Après « Okja » hier, notre camarade cinéphile Thierry Saunier nous confie aujourd’hui en avant-première, et non sans une certaine expertise, son avis sur « Jupiter’s Moon » de Kornel Mundruczo.

Dur, intense et virtuose
« Jupiter’s moon » est le second long-métrage distribué en Occident du jeune (né en 1975) réalisateur hongrois Kornel Mundruczo. Le précédent, « White God », avait reçu un accueil triomphal ; succès critique, d’estime et institutionnel, puisqu’il avait obtenu le prix « Un certain regard » à Cannes en 2014 – ainsi que, tout au bas de l’échelle, l’appoint de mon propre enthousiasme. C’est ce premier essai, somptueusement transformé, qui lui vaut cette année d’accéder au Saint des Saints : la Compétition (je n’y suis pour rien, c’est un autre Thierry qui était à la manœuvre).

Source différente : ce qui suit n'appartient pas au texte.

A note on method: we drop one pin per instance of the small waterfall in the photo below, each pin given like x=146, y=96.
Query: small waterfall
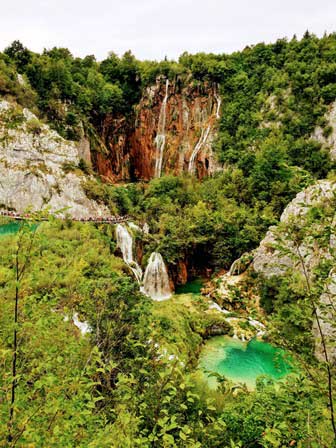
x=125, y=244
x=202, y=140
x=235, y=268
x=219, y=103
x=156, y=280
x=160, y=139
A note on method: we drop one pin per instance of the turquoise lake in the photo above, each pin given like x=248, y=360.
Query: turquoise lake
x=243, y=362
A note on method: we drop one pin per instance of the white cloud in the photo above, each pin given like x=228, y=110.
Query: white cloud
x=153, y=29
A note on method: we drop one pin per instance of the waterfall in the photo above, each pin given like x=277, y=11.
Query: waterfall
x=156, y=280
x=219, y=103
x=125, y=244
x=235, y=267
x=160, y=139
x=202, y=140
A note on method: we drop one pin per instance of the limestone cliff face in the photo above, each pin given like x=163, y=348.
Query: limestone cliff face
x=173, y=132
x=38, y=167
x=270, y=261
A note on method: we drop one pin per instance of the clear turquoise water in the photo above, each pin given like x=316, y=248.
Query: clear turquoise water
x=243, y=362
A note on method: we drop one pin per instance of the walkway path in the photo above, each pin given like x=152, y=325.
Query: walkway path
x=98, y=219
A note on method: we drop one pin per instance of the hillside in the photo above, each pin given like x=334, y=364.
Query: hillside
x=224, y=166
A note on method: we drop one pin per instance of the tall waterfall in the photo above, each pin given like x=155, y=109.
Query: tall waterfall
x=125, y=244
x=219, y=103
x=160, y=139
x=156, y=280
x=202, y=140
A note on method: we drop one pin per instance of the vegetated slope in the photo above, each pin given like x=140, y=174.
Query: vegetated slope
x=122, y=392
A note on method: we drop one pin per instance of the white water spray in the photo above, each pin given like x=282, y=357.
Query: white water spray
x=160, y=139
x=125, y=244
x=219, y=103
x=201, y=142
x=156, y=280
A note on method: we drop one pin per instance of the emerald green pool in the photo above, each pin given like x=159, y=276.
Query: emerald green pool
x=242, y=362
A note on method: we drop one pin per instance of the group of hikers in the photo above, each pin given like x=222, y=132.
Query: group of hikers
x=103, y=219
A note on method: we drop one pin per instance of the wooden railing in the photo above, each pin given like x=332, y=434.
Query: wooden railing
x=98, y=219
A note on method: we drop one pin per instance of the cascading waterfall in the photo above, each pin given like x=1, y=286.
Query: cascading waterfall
x=160, y=139
x=156, y=280
x=219, y=103
x=125, y=244
x=202, y=140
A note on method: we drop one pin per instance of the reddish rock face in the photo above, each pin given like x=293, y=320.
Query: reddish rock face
x=173, y=132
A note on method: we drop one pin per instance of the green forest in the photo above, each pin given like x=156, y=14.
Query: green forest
x=117, y=386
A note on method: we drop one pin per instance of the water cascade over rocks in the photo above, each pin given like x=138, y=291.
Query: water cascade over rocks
x=160, y=139
x=125, y=244
x=219, y=103
x=156, y=280
x=201, y=142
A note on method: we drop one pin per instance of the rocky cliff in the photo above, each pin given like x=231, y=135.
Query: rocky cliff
x=38, y=168
x=172, y=131
x=305, y=240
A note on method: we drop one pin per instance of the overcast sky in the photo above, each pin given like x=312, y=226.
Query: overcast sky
x=153, y=29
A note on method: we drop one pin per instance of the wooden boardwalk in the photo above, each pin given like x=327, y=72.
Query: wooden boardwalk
x=96, y=219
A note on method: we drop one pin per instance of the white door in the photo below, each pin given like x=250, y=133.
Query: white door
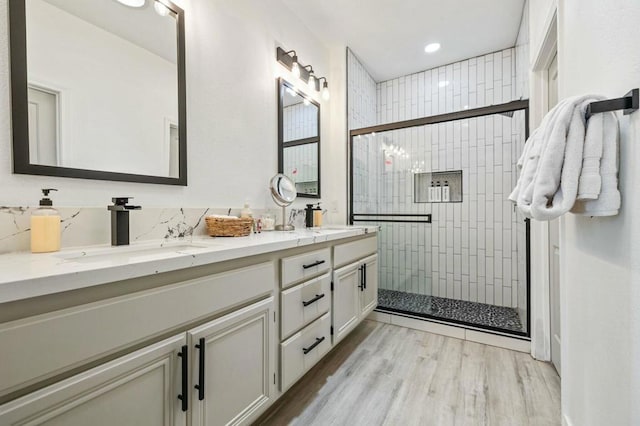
x=554, y=245
x=139, y=389
x=233, y=380
x=43, y=127
x=346, y=300
x=369, y=293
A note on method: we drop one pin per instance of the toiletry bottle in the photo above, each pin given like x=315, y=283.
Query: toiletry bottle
x=308, y=216
x=445, y=192
x=317, y=216
x=437, y=192
x=45, y=226
x=246, y=212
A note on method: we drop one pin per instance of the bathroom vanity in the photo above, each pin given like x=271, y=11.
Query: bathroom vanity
x=205, y=331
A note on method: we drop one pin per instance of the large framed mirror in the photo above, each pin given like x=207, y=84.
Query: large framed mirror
x=299, y=139
x=98, y=89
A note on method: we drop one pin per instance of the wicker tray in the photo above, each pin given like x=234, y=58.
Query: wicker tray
x=229, y=227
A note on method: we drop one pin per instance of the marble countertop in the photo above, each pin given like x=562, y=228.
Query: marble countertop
x=25, y=275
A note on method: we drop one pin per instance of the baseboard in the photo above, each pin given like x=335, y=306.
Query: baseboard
x=458, y=332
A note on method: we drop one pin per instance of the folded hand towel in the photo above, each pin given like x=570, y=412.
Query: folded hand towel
x=608, y=201
x=551, y=165
x=590, y=180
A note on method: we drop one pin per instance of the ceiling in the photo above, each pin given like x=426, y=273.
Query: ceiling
x=141, y=26
x=389, y=36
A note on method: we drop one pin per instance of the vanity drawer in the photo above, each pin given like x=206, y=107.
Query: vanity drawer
x=307, y=265
x=304, y=349
x=304, y=303
x=36, y=348
x=350, y=252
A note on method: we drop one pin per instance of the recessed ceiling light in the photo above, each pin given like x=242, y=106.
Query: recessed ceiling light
x=432, y=47
x=132, y=3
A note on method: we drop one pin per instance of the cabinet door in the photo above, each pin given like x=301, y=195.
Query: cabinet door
x=346, y=300
x=233, y=380
x=141, y=388
x=369, y=294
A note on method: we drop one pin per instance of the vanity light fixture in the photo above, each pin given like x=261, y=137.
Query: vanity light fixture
x=311, y=82
x=325, y=89
x=289, y=60
x=161, y=8
x=132, y=3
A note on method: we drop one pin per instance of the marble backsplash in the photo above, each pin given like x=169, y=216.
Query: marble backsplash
x=91, y=226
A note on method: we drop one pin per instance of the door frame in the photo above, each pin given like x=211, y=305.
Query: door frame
x=543, y=55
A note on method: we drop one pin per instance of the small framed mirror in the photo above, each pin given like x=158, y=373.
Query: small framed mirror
x=98, y=89
x=299, y=139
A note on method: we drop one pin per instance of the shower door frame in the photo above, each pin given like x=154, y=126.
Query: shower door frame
x=513, y=106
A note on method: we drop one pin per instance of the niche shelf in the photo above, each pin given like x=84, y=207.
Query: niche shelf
x=423, y=181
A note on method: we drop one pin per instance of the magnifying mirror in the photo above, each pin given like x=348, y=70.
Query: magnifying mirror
x=283, y=192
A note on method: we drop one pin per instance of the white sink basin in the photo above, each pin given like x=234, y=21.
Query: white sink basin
x=132, y=252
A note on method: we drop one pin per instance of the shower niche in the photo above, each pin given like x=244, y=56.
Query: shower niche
x=438, y=187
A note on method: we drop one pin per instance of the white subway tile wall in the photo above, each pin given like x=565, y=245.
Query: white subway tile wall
x=474, y=250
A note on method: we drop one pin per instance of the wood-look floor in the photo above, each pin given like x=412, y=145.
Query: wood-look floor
x=383, y=374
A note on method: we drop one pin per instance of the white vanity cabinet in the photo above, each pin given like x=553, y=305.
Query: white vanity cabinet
x=213, y=344
x=233, y=367
x=355, y=285
x=139, y=389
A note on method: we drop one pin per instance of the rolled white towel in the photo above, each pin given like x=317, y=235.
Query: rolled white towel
x=609, y=200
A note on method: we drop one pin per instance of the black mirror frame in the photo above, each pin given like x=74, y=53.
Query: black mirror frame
x=282, y=84
x=20, y=116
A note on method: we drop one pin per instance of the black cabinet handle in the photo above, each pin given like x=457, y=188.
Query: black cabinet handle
x=184, y=396
x=315, y=299
x=200, y=385
x=364, y=274
x=311, y=265
x=316, y=343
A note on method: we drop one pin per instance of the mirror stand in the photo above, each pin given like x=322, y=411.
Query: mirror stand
x=283, y=192
x=284, y=226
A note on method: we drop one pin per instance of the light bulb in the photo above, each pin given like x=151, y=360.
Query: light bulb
x=325, y=91
x=295, y=68
x=160, y=8
x=132, y=3
x=312, y=82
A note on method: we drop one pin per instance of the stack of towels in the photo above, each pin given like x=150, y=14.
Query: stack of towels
x=570, y=164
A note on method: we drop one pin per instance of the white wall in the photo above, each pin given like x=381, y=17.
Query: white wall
x=231, y=108
x=598, y=44
x=95, y=71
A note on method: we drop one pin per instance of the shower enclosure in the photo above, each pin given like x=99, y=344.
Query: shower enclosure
x=451, y=246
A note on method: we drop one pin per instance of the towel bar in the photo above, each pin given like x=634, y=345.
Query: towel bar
x=629, y=103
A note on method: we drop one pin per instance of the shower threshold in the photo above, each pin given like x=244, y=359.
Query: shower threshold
x=490, y=317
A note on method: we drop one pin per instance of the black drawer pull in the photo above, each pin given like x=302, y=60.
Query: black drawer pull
x=184, y=396
x=311, y=265
x=200, y=385
x=315, y=299
x=310, y=348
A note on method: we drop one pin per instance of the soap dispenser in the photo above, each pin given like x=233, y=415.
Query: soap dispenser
x=308, y=216
x=317, y=216
x=45, y=226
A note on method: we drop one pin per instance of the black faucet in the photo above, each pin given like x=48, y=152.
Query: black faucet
x=120, y=220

Dur, intense et virtuose, « Jupiter’s moon » estmais pas que – une histoire de migrants, ce qui peut légitimement laisser dubitatif, dans un contexte aussi luxueux. Après une longue scène d’introduction coup de poing, spectaculaire et maîtrisée (mais tout le cinéma de Mundruczo transpire le control freak, pour le meilleur le plus souvent), le film dérive, et tant mieux, vers tout autre chose : la rencontre, entre tentation fraternelle et objectifs individuels, de deux âmes esseulées. Viveur sardonique et désenchanté, Gabor Stern est un médecin hongrois (deux raisons d’être corrompu ?), financièrement aux abois ; il rencontre Aryan, donc, jeune réfugié syrien, qui, suite à des blessures subies lors de son arrivée, se voit gratifié d’un don de lévitation. Gabor, écartelé entre intérêt (le don d’Aryan pourrait le sortir de la mouise) et affection, essaie à la fois de l’aider et de profiter (financièrement) de ce don venu du ciel.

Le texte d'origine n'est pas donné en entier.